Mixed-context prompts typically have lower cache hit rates than single-source prompts because there are more components that can trigger invalidation. To maximize cache efficiency:

Pin KB Asset Selection

Use explicit bindings to control which KB assets are selected. Fewer assets in the key means fewer version-change invalidation triggers.

Batch Fabric Indexing

If your fabric indexes on every commit, consider batching to index every N minutes. This reduces the frequency of timestamp changes in cache keys.

Separate High-Churn and Stable Context

If certain prompts mix highly stable KB content with rapidly changing fabric content, consider whether the fabric context is truly necessary for that prompt. Removing unnecessary fabric context improves cache hit rates.

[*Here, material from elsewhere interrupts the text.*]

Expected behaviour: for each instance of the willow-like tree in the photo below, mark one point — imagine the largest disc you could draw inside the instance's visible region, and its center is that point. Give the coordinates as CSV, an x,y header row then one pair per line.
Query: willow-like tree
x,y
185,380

Monitoring Cache Performance

Enable cache metrics to track hit rates and invalidation causes:

cache:
metrics:
enabled: true
report_invalidation_reason: true

The metrics endpoint reports:

MetricDescription
cache_hits_totalTotal cache hits
cache_misses_totalTotal cache misses
cache_invalidations_kb_versionInvalidations due to KB version changes
cache_invalidations_fabric_staleInvalidations due to fabric staleness
cache_invalidations_ttlInvalidations due to TTL expiry
cache_entry_size_tokens_avgAverage token count in cached entries

Use these metrics to tune your fabric_staleness_threshold_seconds and overall ttl_seconds for your workload.

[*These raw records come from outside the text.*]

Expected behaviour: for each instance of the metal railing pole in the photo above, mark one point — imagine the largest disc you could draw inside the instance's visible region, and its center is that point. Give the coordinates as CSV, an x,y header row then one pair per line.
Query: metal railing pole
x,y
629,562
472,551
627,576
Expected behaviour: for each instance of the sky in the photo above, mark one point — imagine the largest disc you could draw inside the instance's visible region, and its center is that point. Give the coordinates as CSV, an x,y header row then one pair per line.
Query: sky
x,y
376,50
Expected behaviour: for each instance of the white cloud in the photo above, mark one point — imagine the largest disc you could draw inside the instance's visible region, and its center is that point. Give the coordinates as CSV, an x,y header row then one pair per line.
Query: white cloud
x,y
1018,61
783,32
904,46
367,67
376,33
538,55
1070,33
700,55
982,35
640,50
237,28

Example: Full Cache Configuration

cache:
enabled: true
ttl_seconds: 3600
fabric_staleness_threshold_seconds: 300
max_entries_per_org: 10000
metrics:
enabled: true
report_invalidation_reason: true
context_budget:
total_tokens: 4096
knowledge_base_share: 0.5
fabric_share: 0.5
overflow_policy: "fill_from_other"

This configuration caches mixed-context responses for up to 1 hour, invalidates when fabric content is more than 5 minutes stale or KB assets get new versions, and tracks invalidation reasons for tuning.

Next steps

For AI systems

  • Canonical terms: Keeptrusts, composite cache key, KB version pinning, fabric staleness threshold, cache invalidation, mixed context caching.
  • Exact feature/config names: cache.fabric_staleness_threshold_seconds, cache.ttl_seconds, kb_asset_ids_with_versions, fabric_cache_keys_with_timestamps, cache_invalidations_kb_version metric, cache_invalidations_fabric_stale metric.
  • Best next pages: Joint Context Selection, Provenance Separation, Knowledge vs Fabric: When to Use Each.

For engineers

  • Cache keys for mixed-context prompts: sha256(org_id | model | prompt_hash | sorted_kb_asset:version_pairs | sorted_fabric_cache_key:indexed_at_pairs).
  • KB version pinning: promoting a new KB asset version automatically invalidates all cache entries referencing the old version.
  • Fabric staleness threshold (default 300s): entries are stale if any fabric chunk's current_indexed_at - cached_indexed_at exceeds the threshold.
  • Tune fabric_staleness_threshold_seconds to your development velocity: 60s for high-commit teams, 900s for stable codebases.
  • Monitor cache_invalidations_kb_version and cache_invalidations_fabric_stale metrics to understand your invalidation mix.

For leaders

  • Mixed-context caching ensures responses always reflect currently promoted KB policies and recently indexed code — no stale policy guidance.
  • The threshold model balances cache efficiency (higher hit rates with longer thresholds) against freshness (accuracy with shorter thresholds).
  • KB version pinning provides immediate cache invalidation on policy changes — no TTL-based delay for compliance-critical updates.
  • Metrics allow data-driven tuning: track invalidation reasons to optimize the balance between cost savings and content freshness.